"Iskar was never a child; whatever thou couldst teach him would only ripen his follies, already too forward. He belongs to the other world."

"There are two worlds then in music," I thought; for it had been ever a favorite notion of my own, but I did not say so, I was watching him. He took from the breast pocket of his coat—that long brown coat—a little leather book, rolled up like a parchment; this he opened, and unfolded a paper that had lain in the curves, and yet curled round unsubmissive to his fingers. He deliberately bent it back, and held it a moment or two, while his eyes gathered light in their fixed gaze upon what he clasped, then smoothed it to its old shape with his palm, and putting on his horn-set eye-glasses, which lent him an owl-like reverendness, he began to read to me. And as I have that little paper still, and as, if not sweet, it is very short, I shall transcribe it here and now:—

"When thou hearest the folks prate about art, be certain thou art never tempted to make friends there; for if they be wise in any other respect, they are fools in this, that they know not when to keep silence and how. For art consists not in any of its representatives, and is of itself alone. To interpret it aright we must let it make its own way, and those who talk about it gainsay its true impressions, which alone remain in the bosom that is single and serene. If thou markest well, thou wilt find how few of those who make a subsistence out of music realize its full significance; for they are too busy to recall that they live for it, and not by it, even though it brings them bread. And just as few are those who set apart their musical life from all ambition, even honorable,—for ambition is of this earth alone, and in a higher yearning doth musical life consist; so the irreligious many are incapable of the fervor of the few. And the few, those I did exclude,—the few who possess in patience this inexhaustible desire,—are those who compose my world."

"You mean, sir," I exclaimed, so warm, so glowing at my heart, that the summer without, brooding over the blossomed lindens, was as winter to the summer in my veins, so suddenly penetrated I felt,—"you mean, sir, that as good people I have heard speak of the world, and of good people who are not worldly, apart, and seem to know them from each other,—in religion I mean,—so it is in music. I am sure my sister thought so,—my sister in England; but she never dared to say so."

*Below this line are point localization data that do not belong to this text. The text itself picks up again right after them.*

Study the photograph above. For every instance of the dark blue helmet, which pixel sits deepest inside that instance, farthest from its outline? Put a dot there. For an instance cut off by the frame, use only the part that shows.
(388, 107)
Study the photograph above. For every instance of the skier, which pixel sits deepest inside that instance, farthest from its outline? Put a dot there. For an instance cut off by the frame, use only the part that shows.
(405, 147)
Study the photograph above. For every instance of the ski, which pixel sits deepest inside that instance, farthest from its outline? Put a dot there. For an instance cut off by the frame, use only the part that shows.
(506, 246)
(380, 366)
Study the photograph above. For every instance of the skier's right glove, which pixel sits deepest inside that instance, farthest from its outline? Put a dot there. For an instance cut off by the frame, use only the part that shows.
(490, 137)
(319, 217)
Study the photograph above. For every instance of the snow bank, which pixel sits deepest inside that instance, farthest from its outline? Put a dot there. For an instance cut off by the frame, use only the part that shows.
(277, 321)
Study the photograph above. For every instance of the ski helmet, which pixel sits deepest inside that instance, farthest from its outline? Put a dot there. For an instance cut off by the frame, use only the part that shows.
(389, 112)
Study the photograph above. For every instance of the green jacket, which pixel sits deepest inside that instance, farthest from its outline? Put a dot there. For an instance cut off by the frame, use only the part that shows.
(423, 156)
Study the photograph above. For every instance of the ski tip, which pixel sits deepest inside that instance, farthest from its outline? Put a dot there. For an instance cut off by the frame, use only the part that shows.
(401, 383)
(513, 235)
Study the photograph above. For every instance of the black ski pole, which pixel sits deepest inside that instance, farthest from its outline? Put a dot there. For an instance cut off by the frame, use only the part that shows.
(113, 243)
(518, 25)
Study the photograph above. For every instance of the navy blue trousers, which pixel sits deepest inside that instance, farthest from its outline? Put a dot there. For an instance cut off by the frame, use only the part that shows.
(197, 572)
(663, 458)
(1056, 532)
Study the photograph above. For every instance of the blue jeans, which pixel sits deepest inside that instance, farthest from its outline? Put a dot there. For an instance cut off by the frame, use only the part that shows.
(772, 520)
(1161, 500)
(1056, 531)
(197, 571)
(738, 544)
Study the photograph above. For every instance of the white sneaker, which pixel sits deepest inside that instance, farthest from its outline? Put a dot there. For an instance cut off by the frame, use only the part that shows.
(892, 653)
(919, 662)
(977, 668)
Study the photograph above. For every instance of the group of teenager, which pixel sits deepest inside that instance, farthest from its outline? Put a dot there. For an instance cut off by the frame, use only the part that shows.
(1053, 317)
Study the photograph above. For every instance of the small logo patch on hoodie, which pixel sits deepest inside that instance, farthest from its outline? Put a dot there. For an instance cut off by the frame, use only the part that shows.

"No, of course not; there is no right to say so anywhere now, except in Germany, for here alone has music its priesthood, and here alone, though little enough here, is reverentially regarded as the highest form of life, subserving to the purposes of the soul. But thou art right to believe entirely so, that, young as thou art, thou mayest keep thy purity, and mighty may be thy aptness to discern what is new to thee in the old, no less than what answers to the old in the new.

"And, first, when thou goest out of leading-strings, never accustom thyself to look for faults or feelings differing from thine own in those set over thee. It is certain that many a student of art has lost ground in this indulgence; for oftentimes the student, either from natural imagination, or from the vernal innocence of youth, will be outstripping his instructors in his grand intentions, and giving himself up to them will be losing the present hours in the air that should be informing themselves, with steady progress, in the strictest mechanical course. Never till thou hast mastered every conceivable difficulty, dream of producing the most distant musical effect.

"But, secondly, lest thine enthusiasm should perish of starvation under this mechanical pressure, keep thy wits awake to contemplate every artist and token of art that come between thee and daylight. And the more thou busiest thyself in mechanical preparation, the more leisure thou shalt discover so to observe; the more serene and brilliant shall thy imagination find itself,—a clear sky filled with the sunshine of that enthusiasm which spreads itself over every object in earth and heaven.

"Again, of music, or the tone-art, as thou hast heard me name it, never let thy conception cease. Never believe thou hast adopted the trammels of a pursuit bounded by progress because thine own progress bounds thine own pursuit. In despair at thy slow induction,—be it slow as it must be gradual,—doubt not that it is into a divine and immeasurable realm thou shalt at length be admitted; and if the ethereal souls of the masters gone before thee have thirsted after the infinite, even in such immeasurable space, recall thyself, and bow contented that thou hast this in common with those above thee,—the insatiable presentment of futurity with which the Creator has chosen to endow the choicest of his gifts,—the gift in its perfection granted ever to the choicest, the rarest of the race."

"And that is why it is granted to the Hebrew nation,—why they all possess it like a right!" I cried, almost without consciousness of having spoken. But Aronach answered not; he only slightly, with the least motion, leaned his head so that the silver of his beard trembled, and a sort of tremor agitated his brow, that I observed not in his voice as he resumed.

"Thou art young, and mayest possibly excel early, as a mechanical performer. I need not urge thee to prune the exuberance of thy fancy and to bind thy taste—by nature delicate—to the pure, strong models whose names are, at present, to thee their only revelation. For the scapegrace who figures in thy daily calendar as so magnificently thy superior, will ever stand thee instead of a warning or ominous repulsion, so long as thy style is forming; and when formed, that style itself shall fence thee alike with natural and artful antipathy against the school he serves, that confesses to no restriction, no, not the restraint of rule, and is the servant of its own caprice.